As if anyone in this country could possibly not be aware this is an election year, show me that person who is oblivious to the news, to the special reports on the primary in New Hampshire and the Iowa caucus that just ended this past week.
We should all brace ourselves because with the field so congested, shall we say, on both sides of the street -with many candidates vying for the party nomination for the presidential election.
I have not made a decision for myself as yet exactly which candidate I would prefer to see get the nomination - either for my party or for the opposition.
But what I would really appreciate is fair and balanced reporting about each and every candidate. In a country that touts itself as having great freedom of the press, of speech, I don't think that is too much to ask, do you?
This morning, my friend Minnesota Blue sent me a piece that I think regardless of your opinion of HIlary Clinton everyone should read. This article, while focusing primarily on ways the author feels Ms. Clinton has been given unfair or biased coverage by the media - primarily by MSNBC's program "Hardball" and more specifically, by Chris Matthews, a reporter/correspondent person on that program, the issue also pertains to other people - women - who have come into the line of fire by Mr. Matthews.
I watch this program on rare occasions - mainly if I happen to have MSNBC on late at night and fall asleep then wake up to hear Chris Matthews expounding his thoughts on various issues. At times, I have been confused by what I would awake hearing and thinking somehow I had been a bit groggy and accidentally clicked on the Fox network news. His attitude, demeanor, base knowledge all too often, turns me off totally so I rarely do watch this program as a matter of choice - just purely by accident.
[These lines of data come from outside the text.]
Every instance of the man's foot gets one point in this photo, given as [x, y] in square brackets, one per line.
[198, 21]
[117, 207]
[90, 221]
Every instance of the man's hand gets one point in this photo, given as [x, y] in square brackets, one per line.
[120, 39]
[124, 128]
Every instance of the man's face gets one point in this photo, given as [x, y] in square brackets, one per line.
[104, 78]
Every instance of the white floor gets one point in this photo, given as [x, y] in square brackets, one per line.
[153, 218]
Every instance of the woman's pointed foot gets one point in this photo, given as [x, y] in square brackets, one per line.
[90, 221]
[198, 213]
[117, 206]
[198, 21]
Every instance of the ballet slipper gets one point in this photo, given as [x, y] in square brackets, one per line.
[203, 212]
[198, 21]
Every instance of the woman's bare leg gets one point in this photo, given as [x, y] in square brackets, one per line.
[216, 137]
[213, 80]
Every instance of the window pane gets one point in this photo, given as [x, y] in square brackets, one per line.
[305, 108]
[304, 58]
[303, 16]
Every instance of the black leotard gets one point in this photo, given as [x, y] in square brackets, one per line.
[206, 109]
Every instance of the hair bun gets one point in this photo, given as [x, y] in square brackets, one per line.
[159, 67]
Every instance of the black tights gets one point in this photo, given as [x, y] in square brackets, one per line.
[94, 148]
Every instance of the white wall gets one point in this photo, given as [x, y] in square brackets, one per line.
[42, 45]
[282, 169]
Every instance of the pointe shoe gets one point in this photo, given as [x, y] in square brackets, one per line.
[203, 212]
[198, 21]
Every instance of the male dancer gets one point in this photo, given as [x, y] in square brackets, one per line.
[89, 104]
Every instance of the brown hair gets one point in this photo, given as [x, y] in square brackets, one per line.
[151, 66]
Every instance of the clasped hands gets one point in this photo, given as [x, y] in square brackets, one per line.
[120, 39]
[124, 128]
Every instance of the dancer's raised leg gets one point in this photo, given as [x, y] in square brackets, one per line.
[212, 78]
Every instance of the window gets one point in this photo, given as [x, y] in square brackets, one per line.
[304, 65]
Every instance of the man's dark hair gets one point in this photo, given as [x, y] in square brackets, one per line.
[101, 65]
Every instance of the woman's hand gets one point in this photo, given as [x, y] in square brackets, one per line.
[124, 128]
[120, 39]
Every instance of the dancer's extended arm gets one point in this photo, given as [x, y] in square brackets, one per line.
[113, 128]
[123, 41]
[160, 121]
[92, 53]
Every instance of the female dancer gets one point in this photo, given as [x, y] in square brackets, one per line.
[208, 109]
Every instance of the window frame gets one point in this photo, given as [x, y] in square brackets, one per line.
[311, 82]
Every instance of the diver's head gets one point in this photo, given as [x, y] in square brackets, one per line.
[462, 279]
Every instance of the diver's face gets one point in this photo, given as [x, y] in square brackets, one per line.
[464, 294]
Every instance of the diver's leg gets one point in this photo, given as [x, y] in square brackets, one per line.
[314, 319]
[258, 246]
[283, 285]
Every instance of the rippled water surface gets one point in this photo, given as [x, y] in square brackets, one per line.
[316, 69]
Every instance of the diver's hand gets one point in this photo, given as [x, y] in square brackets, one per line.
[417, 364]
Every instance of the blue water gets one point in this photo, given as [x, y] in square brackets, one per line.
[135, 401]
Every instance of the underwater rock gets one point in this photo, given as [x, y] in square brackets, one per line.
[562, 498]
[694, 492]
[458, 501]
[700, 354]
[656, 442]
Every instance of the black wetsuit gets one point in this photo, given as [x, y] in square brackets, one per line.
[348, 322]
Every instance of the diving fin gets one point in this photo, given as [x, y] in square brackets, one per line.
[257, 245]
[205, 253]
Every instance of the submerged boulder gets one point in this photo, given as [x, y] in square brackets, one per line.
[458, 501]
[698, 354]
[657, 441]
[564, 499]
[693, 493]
Frankly, I think MSNBC is very lax in not addressing his manner of reporting, his patronizing attitude towards women as well as towards issues that often have a strong impact too on women's lives as well.
Check out this article though and see if you don't see the writer's point that comparing Ms. Clinton's voice, her choice of clothing, other aspects about her to male counterparts various political platforms, not their dress, their voice, their laugh -their whatever personal attributes making each person who he or she is would be biased and very unfair reporting.
Each candidate should be given fair reporting -not about how they speak or laugh but about what they actually say - what their tenets are, their creed, their beliefs, their ambitions. If the election were for a personality contest, fashion show or anything that superficial, then compare away on appearance. But it's not so make the field a level one for all concerned by fair and unbiased reporting through the media and that means to keep you opinion then strictly to yourself if you are doing a job in that medium.